Джон, с трудом следивший за его мыслью, машинально кивнул, но тут же покачал головой.
– Нет, я не понимаю. Я стал наследником или не стал?
– Стали, не переживайте. – Грегорио сунул нос в папку, полистал бумаги. – Все, что сказал вам Эдуардо, верно. Не считая суммы.
– Не считая суммы?
– Вы наследуете не восемьдесят тысяч, а более четырех миллионов долларов.
Джон уставился на него, и ему вдруг показалось, что время остановилось и единственное, что сохранило способность двигаться, это его нижняя челюсть, начавшая отвисать – неудержимо, неостановимо.
Четыре!
Миллиона!
Долларов!
– Вау! – вырвалось у него.
Он схватился руками за голову, поднял взгляд к потолку, снова повторил: «Вау!», а потом рассмеялся. Принялся ерошить волосы и смеяться, будто обезумев. Четыре миллиона долларов!

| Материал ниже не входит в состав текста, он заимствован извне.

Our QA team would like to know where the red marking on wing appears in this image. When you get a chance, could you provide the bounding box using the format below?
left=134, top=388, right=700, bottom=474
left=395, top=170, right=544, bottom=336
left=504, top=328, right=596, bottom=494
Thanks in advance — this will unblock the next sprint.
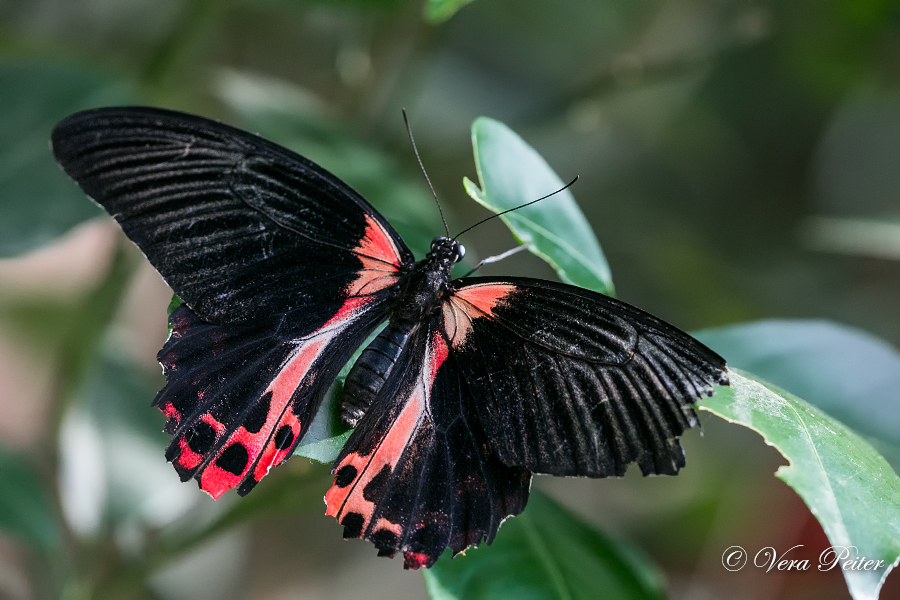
left=344, top=215, right=400, bottom=298
left=190, top=297, right=371, bottom=498
left=159, top=402, right=181, bottom=423
left=453, top=283, right=516, bottom=317
left=403, top=552, right=430, bottom=570
left=325, top=381, right=427, bottom=531
left=325, top=332, right=449, bottom=540
left=441, top=283, right=516, bottom=348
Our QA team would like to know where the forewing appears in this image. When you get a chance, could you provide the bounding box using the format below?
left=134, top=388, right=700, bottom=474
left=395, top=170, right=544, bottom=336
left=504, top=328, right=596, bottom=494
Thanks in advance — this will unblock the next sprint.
left=52, top=108, right=412, bottom=332
left=155, top=298, right=387, bottom=498
left=325, top=315, right=531, bottom=569
left=443, top=277, right=728, bottom=477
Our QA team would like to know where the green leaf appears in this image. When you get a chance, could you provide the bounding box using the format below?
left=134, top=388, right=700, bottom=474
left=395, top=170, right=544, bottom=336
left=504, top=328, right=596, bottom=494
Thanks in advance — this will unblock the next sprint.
left=0, top=448, right=59, bottom=549
left=425, top=0, right=473, bottom=24
left=0, top=63, right=131, bottom=257
left=700, top=369, right=900, bottom=600
left=463, top=117, right=614, bottom=295
left=425, top=490, right=664, bottom=600
left=695, top=320, right=900, bottom=446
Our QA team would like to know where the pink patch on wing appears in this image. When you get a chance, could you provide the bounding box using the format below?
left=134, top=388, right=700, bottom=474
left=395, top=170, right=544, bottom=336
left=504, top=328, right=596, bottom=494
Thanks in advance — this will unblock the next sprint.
left=344, top=215, right=400, bottom=298
left=403, top=552, right=430, bottom=570
left=197, top=297, right=371, bottom=498
left=441, top=283, right=516, bottom=348
left=453, top=283, right=516, bottom=317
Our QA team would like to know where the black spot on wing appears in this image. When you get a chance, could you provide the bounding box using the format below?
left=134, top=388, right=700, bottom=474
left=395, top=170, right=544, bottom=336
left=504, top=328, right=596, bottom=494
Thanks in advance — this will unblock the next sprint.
left=184, top=421, right=216, bottom=454
left=341, top=513, right=366, bottom=539
left=216, top=444, right=250, bottom=475
left=363, top=465, right=391, bottom=502
left=334, top=465, right=357, bottom=488
left=275, top=425, right=294, bottom=450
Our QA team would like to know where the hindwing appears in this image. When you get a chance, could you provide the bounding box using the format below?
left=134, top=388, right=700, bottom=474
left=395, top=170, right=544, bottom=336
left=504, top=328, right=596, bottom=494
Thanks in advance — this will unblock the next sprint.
left=325, top=314, right=531, bottom=569
left=52, top=108, right=413, bottom=497
left=444, top=277, right=728, bottom=477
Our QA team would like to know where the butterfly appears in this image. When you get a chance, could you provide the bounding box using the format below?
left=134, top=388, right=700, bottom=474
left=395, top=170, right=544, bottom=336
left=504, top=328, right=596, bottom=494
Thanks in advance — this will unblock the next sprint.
left=52, top=107, right=728, bottom=568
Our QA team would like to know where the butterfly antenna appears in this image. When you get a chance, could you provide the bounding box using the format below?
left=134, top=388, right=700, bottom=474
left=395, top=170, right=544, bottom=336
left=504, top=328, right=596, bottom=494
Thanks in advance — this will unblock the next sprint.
left=453, top=175, right=579, bottom=240
left=463, top=244, right=528, bottom=277
left=400, top=108, right=450, bottom=237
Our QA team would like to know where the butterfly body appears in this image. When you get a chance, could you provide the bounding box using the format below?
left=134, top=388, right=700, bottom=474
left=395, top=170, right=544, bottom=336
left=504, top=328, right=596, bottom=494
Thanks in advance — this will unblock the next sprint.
left=52, top=107, right=728, bottom=568
left=341, top=237, right=465, bottom=427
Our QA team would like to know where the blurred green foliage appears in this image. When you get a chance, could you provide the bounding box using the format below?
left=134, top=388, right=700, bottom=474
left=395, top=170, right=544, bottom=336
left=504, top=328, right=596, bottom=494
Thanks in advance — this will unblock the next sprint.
left=0, top=0, right=900, bottom=600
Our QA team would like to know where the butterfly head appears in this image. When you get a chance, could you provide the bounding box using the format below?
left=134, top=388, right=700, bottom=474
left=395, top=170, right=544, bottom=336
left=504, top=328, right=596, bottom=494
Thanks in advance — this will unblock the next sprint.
left=428, top=236, right=466, bottom=265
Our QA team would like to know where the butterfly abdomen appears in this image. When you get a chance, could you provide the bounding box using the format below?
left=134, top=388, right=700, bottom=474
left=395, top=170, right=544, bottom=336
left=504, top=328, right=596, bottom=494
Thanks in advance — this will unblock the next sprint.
left=341, top=320, right=417, bottom=427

Он не мог успокоиться, он смеялся, а те, должно быть, уже подумывали о том, не вызвать ли скорую. Четыре миллиона! Четыре
Он снова смотрел на него, адвокат из далекой Флоренции. В падающем из окна весеннем свете его редеющие волосы напоминали нимб святого. Джон готов был расцеловать его. Приехали и вручают ему четыре миллиона долларов! Он снова смеялся, смеялся, смеялся.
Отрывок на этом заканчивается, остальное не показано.